Additional instructions for Project 4

1. We distingiush between lowercase and uppercase letters for example words
"The" and "the" are different beause of the case of the first letter 't'.The
integer value used for the letters should be the ASCII value of the letter.

2. You have to read the words directly from the files text1 and text2 using
filereader. No command line arguments are provided. The project files are
executed using
        java project4
 

3. The index 0 is the rightmost letter of the word. For example if the word is
"Purdue" then x0 is 'e',x1 is the rightmost 'u',x2 is 'd' and so on.

4.Every punctuation mark separates a word from other.The special case is the
hyphen('-').If two words are connected with the hyphen then that is a single
word. For example "foo-bar" is a single word and NOT two different words
separated by a hyphen. And each word is inserted only once.

5.Since the size of a hashtable should be a prime number, whenever the load
factor increases above 0.95 ,you dont have to just double the the size of
the hashtable.
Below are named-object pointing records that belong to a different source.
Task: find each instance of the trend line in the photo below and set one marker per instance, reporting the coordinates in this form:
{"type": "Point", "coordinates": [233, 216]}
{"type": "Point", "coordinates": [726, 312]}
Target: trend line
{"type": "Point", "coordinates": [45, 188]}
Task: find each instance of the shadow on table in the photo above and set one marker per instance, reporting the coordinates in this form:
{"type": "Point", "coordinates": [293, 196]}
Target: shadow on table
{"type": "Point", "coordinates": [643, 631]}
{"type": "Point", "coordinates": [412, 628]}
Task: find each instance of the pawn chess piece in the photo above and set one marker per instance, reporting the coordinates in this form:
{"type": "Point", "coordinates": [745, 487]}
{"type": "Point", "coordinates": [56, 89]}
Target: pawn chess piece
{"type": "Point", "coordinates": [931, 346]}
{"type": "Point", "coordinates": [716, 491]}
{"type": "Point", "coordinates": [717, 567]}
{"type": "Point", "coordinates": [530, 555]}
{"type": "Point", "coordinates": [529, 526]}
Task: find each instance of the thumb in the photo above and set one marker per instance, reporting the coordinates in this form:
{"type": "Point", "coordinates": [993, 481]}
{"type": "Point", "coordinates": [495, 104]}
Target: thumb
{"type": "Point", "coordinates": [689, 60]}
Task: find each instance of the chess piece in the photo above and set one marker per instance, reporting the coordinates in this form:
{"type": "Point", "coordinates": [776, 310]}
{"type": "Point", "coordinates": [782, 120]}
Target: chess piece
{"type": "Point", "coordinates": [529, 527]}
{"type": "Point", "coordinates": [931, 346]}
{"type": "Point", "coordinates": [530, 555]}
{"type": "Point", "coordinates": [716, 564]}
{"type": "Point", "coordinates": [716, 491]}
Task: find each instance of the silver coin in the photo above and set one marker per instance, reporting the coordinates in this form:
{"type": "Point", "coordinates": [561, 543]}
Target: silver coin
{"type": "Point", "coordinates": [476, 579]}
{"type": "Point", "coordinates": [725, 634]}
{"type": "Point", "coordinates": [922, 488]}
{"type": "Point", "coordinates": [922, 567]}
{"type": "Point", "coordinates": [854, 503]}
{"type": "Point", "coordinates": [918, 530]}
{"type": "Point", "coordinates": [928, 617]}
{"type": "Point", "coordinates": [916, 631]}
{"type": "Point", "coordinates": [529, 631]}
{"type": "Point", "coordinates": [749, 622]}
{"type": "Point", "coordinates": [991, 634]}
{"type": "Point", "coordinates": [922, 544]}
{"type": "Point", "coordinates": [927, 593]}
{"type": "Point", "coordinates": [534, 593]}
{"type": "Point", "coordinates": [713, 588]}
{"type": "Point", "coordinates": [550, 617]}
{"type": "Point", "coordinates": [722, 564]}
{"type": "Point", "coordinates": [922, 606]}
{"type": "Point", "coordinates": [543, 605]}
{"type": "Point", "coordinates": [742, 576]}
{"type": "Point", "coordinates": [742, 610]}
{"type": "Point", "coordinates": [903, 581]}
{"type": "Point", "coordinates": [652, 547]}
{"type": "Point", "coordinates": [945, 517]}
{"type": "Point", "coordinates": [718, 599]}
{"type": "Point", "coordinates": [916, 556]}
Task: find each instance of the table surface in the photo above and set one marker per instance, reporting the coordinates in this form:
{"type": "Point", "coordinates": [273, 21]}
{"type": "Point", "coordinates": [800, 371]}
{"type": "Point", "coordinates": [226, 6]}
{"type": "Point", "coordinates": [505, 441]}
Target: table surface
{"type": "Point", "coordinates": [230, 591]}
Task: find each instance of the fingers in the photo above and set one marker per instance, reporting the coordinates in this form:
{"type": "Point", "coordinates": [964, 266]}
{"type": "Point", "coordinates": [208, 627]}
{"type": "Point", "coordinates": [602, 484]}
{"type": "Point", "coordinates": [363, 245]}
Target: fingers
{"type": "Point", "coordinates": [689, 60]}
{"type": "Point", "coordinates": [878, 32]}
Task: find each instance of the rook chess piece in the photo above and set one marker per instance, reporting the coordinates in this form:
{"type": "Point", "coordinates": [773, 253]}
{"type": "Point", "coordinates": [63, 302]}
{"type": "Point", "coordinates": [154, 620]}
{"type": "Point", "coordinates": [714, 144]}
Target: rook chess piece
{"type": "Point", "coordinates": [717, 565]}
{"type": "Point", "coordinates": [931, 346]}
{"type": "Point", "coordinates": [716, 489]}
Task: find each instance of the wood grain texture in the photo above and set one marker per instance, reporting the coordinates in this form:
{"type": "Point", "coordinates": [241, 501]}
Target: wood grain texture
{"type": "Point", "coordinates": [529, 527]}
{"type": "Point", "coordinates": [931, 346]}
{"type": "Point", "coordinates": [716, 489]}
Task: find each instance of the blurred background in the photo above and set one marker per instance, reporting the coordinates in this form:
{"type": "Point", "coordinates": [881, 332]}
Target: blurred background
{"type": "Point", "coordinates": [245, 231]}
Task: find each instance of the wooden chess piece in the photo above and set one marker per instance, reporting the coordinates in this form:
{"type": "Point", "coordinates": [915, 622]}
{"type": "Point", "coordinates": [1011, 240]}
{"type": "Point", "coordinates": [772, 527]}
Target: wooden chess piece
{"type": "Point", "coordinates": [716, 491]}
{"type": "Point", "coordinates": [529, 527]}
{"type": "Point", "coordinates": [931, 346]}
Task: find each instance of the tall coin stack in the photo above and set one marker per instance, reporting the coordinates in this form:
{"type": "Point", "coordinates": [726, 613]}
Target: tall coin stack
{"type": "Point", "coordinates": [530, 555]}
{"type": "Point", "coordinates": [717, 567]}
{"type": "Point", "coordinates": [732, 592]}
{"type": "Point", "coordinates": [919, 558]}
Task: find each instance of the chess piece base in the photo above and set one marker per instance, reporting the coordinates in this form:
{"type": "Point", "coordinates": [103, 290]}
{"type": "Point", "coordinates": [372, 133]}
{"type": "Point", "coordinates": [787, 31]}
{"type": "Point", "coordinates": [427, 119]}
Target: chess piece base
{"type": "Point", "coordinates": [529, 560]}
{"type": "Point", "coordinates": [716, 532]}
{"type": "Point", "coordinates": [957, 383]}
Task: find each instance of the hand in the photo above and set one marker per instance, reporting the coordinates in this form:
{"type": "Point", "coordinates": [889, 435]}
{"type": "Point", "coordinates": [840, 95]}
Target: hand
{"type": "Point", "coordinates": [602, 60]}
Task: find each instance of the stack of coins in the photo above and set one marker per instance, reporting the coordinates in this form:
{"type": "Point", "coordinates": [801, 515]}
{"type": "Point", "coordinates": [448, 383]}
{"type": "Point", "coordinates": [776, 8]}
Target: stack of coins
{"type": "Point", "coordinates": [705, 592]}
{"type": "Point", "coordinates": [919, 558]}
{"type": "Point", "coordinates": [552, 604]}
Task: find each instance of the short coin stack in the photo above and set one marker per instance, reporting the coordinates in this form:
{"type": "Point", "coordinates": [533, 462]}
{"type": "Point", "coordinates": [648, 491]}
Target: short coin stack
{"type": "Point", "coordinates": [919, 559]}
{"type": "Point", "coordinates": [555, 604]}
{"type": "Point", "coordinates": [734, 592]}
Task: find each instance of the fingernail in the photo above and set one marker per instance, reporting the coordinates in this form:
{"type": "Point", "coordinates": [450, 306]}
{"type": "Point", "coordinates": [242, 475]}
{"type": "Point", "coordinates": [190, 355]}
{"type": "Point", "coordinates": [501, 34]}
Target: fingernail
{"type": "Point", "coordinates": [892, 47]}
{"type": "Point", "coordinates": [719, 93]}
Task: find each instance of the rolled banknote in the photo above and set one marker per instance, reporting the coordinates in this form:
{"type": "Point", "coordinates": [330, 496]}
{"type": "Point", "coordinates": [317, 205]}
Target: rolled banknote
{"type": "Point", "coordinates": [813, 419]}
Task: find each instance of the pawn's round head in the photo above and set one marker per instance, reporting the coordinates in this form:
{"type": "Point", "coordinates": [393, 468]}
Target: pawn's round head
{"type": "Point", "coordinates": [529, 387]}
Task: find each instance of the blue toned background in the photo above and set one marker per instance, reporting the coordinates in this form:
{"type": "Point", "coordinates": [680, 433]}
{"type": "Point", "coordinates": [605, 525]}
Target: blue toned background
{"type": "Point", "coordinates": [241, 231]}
Instead you go as the following. You start with size B = 71,
if you have to increase you increase it to B = 149 then to B= 307 then to B=617
The final size of the hashtable will be one of the above values of B only.

6.You have to calculate the avarage number of comparison for different
load factor ranges. Have five different counts, each one for a particular range.
Whenever you find a collision in the HashTable for text1, check the load factor
at this point and increment the appropriate variable depending on the load factor.

7.  Each time you pass the load factor of 0.95, you have to make a new hash table
with double the number of hash entries (Use the values provided for B ).Each time
you make a new hashtable you  have to rehash the entries that were present in old
hashtable to the new  hashtable. And you have to throw away the previous counts
(the average number of comparisons)and start recomputing as you insert into the
new hashtable.

8.  For counting the distinct words, count all the words in a file except those which
already occured. For example, if the word 'ALICE' appears twice, count it only once.

9. Finally you have to compute the average number of comparisons per word
from the counts for each range. The count divided by the total number of words
inserted in that range gives the average number for that range.

10.This project will be graded manually so you need not worry about extra spaces or
delimiters. However, your format should  look like this:
(Note: This is not a sample solution..)

Common words: Alice Jump She

Distinct words:
text1=10
text2=6

Average Number of Comparisions:
[0,0.5) =2.0
[0.5,0.65)= 3.2
[0.65,0.75)= 6.10
[0.75,0.85) =9.02
[0.85,0.95) =11